Researchers have developed mutant glycosidases capable of labeling sialoglycans with unprecedented specificity and affinity, offering significant advancements for bioimaging and cellular analysis.
Affinity labeling is pivotal for our comprehension of biomolecular interactions, particularly when it involves the structurally complex glycans present on cell surfaces. These glycans play pivotal roles across various physiological processes, from cellular communication to pathogen recognition. Until now, the tools available for such specificity were limited. The newly created glycan recombinant affinity binders (GRABs), engineered from mutant bacterial sialidases, promise to fill this gap.
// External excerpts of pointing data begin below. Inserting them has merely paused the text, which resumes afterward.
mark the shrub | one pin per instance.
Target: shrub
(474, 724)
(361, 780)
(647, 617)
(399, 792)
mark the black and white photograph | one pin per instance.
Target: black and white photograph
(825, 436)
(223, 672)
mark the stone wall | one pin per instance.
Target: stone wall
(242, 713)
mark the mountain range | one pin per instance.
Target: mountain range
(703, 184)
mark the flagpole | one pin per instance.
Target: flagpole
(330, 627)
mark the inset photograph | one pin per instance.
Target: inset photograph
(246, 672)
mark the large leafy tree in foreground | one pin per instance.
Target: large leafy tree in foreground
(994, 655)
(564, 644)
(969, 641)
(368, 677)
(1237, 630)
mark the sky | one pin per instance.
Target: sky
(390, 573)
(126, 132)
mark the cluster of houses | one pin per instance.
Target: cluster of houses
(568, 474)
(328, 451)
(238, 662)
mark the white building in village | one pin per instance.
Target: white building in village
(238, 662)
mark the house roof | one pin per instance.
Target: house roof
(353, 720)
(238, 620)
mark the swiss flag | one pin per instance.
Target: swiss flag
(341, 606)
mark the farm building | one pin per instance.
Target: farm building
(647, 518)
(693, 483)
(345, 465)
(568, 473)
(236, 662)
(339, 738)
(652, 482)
By muting specific catalytic residues of the sialidases produced by Streptococcus pneumoniae and Ruminococcus gnavus, researchers created GRAB-Sia and GRAB-Sia3, which are sensitive to total sialoglycans and α2,3-sialosides, respectively. Employment of these novel tools allows scientists to explore the diverse roles of glycans without the interference or bias commonly encountered with traditional labeling methods.
According to the study authors, the GRABs exhibit "high specificity, sensitivity, and convenience" for labeling sialoglycans, which are terminal 9-carbon monosaccharides important for numerous cellular interactions. The work reported shows how modifications to the enzymes allowed them to recognize target glycans without enzymatic activity, making them ideal for experimental applications.
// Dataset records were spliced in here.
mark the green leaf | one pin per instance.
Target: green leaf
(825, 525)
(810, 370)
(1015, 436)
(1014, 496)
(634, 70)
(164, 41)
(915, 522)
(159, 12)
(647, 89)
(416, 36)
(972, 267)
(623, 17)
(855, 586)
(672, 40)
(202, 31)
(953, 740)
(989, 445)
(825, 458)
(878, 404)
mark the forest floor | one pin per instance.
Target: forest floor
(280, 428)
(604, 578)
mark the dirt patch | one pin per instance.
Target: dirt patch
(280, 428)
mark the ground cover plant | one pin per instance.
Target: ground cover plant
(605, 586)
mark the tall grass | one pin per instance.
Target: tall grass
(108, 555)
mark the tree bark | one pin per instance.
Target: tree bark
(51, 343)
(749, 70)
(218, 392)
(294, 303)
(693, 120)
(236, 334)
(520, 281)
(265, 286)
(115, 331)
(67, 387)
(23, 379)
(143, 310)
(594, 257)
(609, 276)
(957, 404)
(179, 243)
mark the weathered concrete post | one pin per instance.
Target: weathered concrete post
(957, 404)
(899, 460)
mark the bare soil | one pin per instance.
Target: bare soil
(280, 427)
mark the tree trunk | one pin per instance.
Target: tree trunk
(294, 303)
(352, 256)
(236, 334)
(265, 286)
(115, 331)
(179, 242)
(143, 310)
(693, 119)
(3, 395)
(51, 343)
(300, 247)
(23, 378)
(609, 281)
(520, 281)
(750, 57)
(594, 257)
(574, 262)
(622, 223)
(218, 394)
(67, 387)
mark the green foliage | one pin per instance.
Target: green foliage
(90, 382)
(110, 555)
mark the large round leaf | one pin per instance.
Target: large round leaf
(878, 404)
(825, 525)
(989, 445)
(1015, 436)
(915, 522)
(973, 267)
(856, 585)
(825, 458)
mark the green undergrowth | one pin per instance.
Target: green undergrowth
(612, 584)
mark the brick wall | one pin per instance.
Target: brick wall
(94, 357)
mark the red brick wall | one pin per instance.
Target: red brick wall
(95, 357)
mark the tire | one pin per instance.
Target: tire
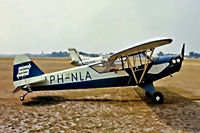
(22, 98)
(157, 98)
(148, 95)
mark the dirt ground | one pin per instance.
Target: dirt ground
(119, 109)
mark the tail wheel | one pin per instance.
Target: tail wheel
(148, 95)
(157, 98)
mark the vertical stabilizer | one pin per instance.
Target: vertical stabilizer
(74, 54)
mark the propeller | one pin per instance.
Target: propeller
(183, 51)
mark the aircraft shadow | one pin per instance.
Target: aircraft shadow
(52, 100)
(177, 111)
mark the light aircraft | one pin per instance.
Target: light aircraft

One of the key innovations was the tetramerization of GRABs with streptavidin, which afforded increased binding affinity. This step significantly enhances the utility of GRABs for various techniques such as flow cytometry and fluorescence imaging. Researchers observed notable improvements, with tetramerized GRABs yielding fluorescence intensity more than two hundred times greater than the monomeric versions.
The impact of this study on the science community is immense. It not only introduces versatile tools for glycan analysis but also paves the way for new diagnostic and therapeutic applications, particularly within the realms of cancer research, where sialoglycan recognition by immune cells influences treatment outcomes.
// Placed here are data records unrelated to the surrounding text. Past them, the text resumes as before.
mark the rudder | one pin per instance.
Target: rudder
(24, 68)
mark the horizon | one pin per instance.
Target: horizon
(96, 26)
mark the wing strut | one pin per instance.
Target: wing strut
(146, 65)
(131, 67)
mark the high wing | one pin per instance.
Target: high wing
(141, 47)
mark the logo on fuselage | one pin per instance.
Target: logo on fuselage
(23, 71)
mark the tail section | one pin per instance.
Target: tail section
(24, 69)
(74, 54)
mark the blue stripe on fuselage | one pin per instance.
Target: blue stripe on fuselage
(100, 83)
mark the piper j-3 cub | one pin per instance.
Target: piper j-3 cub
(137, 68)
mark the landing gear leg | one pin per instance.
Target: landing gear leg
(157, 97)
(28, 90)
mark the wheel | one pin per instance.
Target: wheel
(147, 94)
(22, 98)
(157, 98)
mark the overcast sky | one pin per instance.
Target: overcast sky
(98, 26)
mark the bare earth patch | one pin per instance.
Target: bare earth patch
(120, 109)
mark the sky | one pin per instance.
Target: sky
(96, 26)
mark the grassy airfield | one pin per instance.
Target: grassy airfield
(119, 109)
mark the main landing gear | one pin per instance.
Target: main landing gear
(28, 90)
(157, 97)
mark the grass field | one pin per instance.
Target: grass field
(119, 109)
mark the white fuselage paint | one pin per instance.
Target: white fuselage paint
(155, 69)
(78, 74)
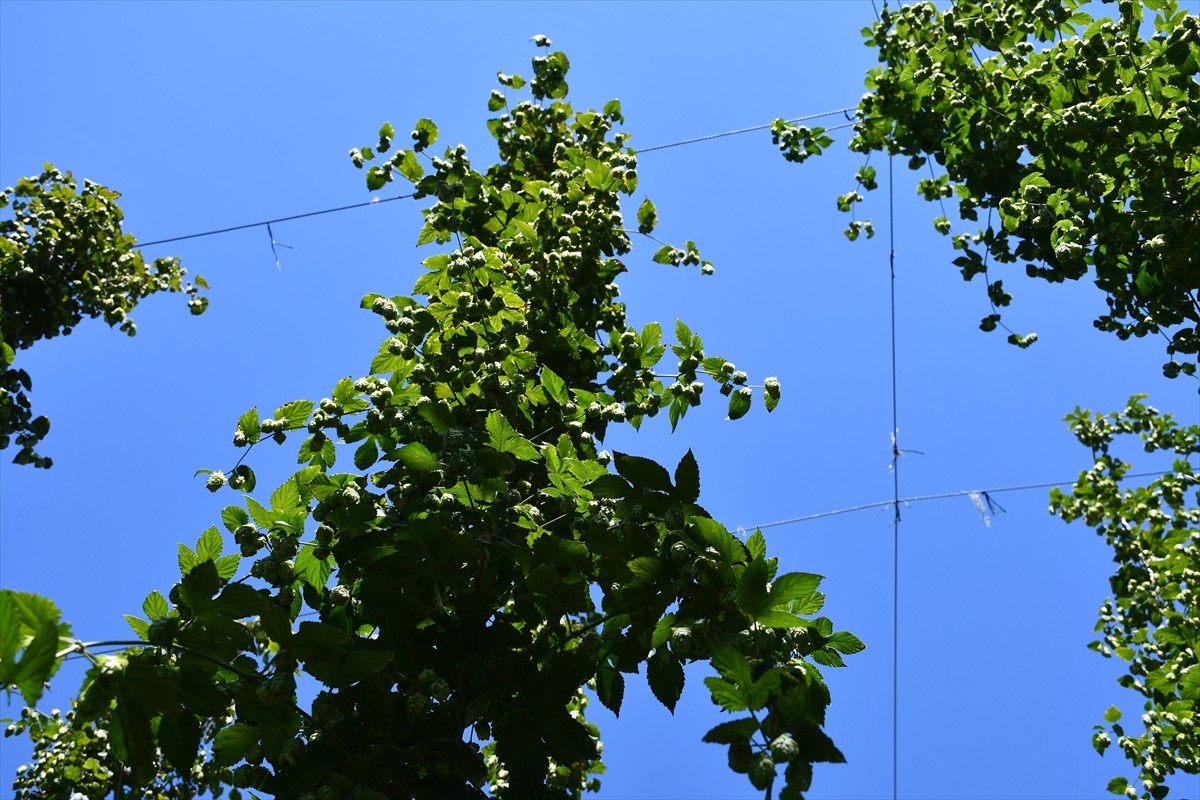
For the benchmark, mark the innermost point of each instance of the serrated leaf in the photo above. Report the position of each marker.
(610, 687)
(312, 570)
(209, 546)
(730, 663)
(155, 606)
(647, 217)
(791, 585)
(233, 741)
(665, 675)
(739, 403)
(809, 603)
(555, 386)
(234, 517)
(286, 497)
(757, 545)
(227, 566)
(725, 695)
(687, 479)
(709, 533)
(503, 438)
(187, 559)
(828, 659)
(663, 631)
(643, 473)
(732, 731)
(141, 627)
(366, 455)
(780, 619)
(246, 475)
(249, 425)
(846, 643)
(751, 591)
(294, 414)
(683, 334)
The findings derived from multiplex analysis using tetra-GRABs revealed spatial distinctions of sialoglycan distributions across different mouse organs, showcasing their effectiveness. Researchers stated, "The GRABs neither bound non-sialylated glycans nor non-specifically interacted with other biomolecules... highlighting their superb specificity."
Insights gained from this novel approach could enrich our knowledge about the pivotal roles glycans play across various biological systems and contribute toward the design of high-fidelity glycomic tools. Brown and his team view this as just the beginning—a versatile platform indicative of broader applications.